Ms. Mantel takes an extremely contemporary approach to Cromwell by appreciating his toughness, his keen political instincts, his financial acumen and his intimate knowledge of the workings of power. Almost unimaginable, in the midst of Henry’s impetuousness, Anne’s ambition and More’s self-righteous condescension, Cromwell emerges as the most sympathetic member of the wolf pack that populates Wolf Hall … Her book’s main characters are scorchingly well rendered. And their sharp-clawed machinations are presented with nonstop verve in a book that can compress a wealth of incisiveness into a very few well-chosen words … Deft and diabolical as they are, Ms. Mantel’s slyly malicious turns of phrase would count for little more than banter if they could not succinctly capture the important struggles that have set her characters to talking. But she is able to place Cromwell on plausibly familiar terms with royalty and on a fair moral footing with More, that paragon of self-sacrifice.

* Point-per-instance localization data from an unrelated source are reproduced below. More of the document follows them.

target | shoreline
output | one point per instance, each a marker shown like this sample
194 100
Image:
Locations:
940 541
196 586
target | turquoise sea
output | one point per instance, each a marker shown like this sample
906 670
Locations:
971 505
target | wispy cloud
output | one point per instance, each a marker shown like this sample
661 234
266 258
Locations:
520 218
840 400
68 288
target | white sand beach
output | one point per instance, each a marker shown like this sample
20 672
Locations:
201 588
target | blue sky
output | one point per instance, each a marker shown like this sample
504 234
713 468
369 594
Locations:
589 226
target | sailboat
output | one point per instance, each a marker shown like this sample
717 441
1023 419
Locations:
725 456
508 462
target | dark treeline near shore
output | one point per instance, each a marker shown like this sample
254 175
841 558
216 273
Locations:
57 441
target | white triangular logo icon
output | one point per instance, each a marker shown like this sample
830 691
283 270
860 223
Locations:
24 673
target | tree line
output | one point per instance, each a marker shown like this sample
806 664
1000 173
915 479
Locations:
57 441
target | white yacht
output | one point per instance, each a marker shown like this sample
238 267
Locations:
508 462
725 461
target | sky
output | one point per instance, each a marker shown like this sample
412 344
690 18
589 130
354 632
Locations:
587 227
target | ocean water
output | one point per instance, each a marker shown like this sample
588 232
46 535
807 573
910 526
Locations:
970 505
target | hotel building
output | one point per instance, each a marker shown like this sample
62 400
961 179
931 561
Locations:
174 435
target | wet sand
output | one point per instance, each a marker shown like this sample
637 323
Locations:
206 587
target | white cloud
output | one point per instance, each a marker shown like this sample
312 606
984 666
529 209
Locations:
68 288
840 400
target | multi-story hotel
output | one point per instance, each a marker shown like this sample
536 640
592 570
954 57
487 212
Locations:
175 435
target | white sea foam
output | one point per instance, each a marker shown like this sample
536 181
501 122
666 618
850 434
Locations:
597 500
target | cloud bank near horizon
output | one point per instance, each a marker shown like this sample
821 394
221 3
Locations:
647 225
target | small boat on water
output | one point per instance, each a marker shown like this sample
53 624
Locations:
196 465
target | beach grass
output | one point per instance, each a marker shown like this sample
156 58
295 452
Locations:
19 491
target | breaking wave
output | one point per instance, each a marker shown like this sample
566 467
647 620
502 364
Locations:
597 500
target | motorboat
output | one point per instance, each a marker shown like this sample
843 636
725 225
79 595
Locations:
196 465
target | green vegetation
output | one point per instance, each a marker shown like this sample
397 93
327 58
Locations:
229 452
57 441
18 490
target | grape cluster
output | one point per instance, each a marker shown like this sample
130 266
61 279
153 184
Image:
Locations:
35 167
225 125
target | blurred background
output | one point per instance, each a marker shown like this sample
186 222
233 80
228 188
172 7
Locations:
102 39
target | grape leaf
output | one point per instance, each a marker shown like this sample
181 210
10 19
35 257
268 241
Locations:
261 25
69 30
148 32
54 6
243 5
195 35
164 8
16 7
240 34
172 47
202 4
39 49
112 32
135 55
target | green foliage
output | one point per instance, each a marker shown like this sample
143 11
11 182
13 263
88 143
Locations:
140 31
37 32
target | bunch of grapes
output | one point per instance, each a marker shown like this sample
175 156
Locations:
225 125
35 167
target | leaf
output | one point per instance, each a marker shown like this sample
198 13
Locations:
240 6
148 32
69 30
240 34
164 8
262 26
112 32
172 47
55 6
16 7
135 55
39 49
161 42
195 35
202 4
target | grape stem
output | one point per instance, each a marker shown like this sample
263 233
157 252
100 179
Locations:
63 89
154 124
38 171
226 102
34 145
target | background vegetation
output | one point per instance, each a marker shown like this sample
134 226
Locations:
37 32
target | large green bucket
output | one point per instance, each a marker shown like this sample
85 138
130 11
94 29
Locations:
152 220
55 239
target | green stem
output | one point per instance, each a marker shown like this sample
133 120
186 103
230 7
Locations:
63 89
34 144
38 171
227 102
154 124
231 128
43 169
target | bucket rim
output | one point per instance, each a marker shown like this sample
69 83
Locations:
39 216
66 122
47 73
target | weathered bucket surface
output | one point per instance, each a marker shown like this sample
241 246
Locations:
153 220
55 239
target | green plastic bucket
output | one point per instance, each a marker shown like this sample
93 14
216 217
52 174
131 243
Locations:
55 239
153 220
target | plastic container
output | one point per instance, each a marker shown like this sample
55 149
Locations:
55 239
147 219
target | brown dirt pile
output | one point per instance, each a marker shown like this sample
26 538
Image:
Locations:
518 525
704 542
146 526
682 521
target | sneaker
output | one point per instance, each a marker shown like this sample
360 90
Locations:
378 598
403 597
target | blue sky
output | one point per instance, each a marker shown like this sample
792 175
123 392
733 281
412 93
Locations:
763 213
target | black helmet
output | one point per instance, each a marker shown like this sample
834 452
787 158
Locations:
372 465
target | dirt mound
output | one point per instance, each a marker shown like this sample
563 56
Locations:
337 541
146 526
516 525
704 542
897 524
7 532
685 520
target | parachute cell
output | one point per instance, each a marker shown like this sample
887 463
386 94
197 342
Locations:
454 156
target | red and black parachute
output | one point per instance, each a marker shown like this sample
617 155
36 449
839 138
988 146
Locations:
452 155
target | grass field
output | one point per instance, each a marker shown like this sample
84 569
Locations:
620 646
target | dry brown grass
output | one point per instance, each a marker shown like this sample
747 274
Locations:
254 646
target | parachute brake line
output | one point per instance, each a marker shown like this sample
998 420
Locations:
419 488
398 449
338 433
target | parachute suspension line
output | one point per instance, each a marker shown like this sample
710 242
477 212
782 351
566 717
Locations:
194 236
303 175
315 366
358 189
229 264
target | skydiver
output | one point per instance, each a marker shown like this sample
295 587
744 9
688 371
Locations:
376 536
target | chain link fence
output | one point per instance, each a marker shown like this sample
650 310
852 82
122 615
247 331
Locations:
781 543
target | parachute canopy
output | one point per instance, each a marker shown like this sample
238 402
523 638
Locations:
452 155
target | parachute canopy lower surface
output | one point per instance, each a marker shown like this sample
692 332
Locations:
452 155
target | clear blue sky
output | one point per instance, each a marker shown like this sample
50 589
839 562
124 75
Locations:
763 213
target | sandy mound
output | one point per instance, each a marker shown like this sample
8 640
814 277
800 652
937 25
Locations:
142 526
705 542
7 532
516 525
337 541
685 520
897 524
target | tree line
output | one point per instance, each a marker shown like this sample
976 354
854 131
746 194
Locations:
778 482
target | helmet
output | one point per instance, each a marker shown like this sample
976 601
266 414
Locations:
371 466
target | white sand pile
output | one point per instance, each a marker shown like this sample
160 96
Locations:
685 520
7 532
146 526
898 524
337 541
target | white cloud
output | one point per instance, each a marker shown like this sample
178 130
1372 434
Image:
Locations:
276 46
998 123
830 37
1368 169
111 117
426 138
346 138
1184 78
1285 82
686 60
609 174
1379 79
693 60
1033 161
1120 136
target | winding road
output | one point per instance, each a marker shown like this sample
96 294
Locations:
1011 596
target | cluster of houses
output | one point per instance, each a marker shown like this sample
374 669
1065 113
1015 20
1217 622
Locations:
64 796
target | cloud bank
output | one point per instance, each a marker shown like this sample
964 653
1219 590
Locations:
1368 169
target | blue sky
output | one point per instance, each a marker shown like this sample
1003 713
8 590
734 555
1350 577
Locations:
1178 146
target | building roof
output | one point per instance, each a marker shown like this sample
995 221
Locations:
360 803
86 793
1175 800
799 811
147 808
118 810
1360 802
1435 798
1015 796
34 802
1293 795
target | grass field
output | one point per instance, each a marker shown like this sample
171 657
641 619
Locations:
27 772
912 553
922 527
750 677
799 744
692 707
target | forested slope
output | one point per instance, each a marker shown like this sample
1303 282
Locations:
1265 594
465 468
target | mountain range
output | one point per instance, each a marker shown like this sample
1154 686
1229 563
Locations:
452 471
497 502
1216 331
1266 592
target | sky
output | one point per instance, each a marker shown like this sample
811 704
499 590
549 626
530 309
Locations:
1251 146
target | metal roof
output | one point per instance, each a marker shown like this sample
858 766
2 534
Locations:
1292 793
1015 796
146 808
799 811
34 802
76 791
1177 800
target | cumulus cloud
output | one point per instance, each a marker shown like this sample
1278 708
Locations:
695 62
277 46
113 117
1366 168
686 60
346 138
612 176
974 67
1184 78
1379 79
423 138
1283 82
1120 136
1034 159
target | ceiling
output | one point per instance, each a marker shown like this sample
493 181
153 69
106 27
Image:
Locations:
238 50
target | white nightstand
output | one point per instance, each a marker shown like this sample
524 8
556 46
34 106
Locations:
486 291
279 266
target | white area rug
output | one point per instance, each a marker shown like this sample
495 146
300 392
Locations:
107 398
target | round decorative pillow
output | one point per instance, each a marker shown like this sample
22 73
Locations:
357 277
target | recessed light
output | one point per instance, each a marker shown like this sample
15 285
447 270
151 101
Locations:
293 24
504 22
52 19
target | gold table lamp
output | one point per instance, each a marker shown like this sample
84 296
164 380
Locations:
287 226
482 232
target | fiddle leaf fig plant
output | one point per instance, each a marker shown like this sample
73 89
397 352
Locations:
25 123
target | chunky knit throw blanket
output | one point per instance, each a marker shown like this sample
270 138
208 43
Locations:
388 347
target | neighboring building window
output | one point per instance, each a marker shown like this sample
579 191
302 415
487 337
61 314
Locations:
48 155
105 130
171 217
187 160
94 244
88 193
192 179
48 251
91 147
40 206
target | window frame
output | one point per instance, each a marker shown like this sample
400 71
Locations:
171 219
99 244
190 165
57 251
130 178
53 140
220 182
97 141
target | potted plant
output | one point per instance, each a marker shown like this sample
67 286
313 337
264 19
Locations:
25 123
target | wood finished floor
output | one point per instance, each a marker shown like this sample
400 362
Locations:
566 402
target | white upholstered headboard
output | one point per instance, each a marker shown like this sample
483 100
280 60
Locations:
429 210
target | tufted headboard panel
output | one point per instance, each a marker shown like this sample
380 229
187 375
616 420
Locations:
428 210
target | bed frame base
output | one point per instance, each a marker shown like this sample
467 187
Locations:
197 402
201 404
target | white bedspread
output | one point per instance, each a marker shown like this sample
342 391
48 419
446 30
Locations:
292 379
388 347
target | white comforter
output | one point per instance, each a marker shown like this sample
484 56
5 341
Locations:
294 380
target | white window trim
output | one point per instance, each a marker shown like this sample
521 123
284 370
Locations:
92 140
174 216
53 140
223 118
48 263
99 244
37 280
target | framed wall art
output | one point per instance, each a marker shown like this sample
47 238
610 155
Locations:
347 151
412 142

Hilary Mantel’s Wolf Hall is a startling achievement, a brilliant historical novel focused on the rise to power of a figure exceedingly unlikely, on the face of things, to arouse any sympathy at all … Cromwell’s actual life story is, in its way, a somberly fascinating one. But it is not the story that Hilary Mantel has chosen to relate. The Cromwell of Wolf Hall has some of the qualities that his enemies feared and detested—toughness, wiliness, worldliness—but as Mantel depicts them, they are qualities in the service of survival, success, and even a measure of decency in a cruel and indecent world … This is a novel too in which nothing is wasted, and nothing completely disappears.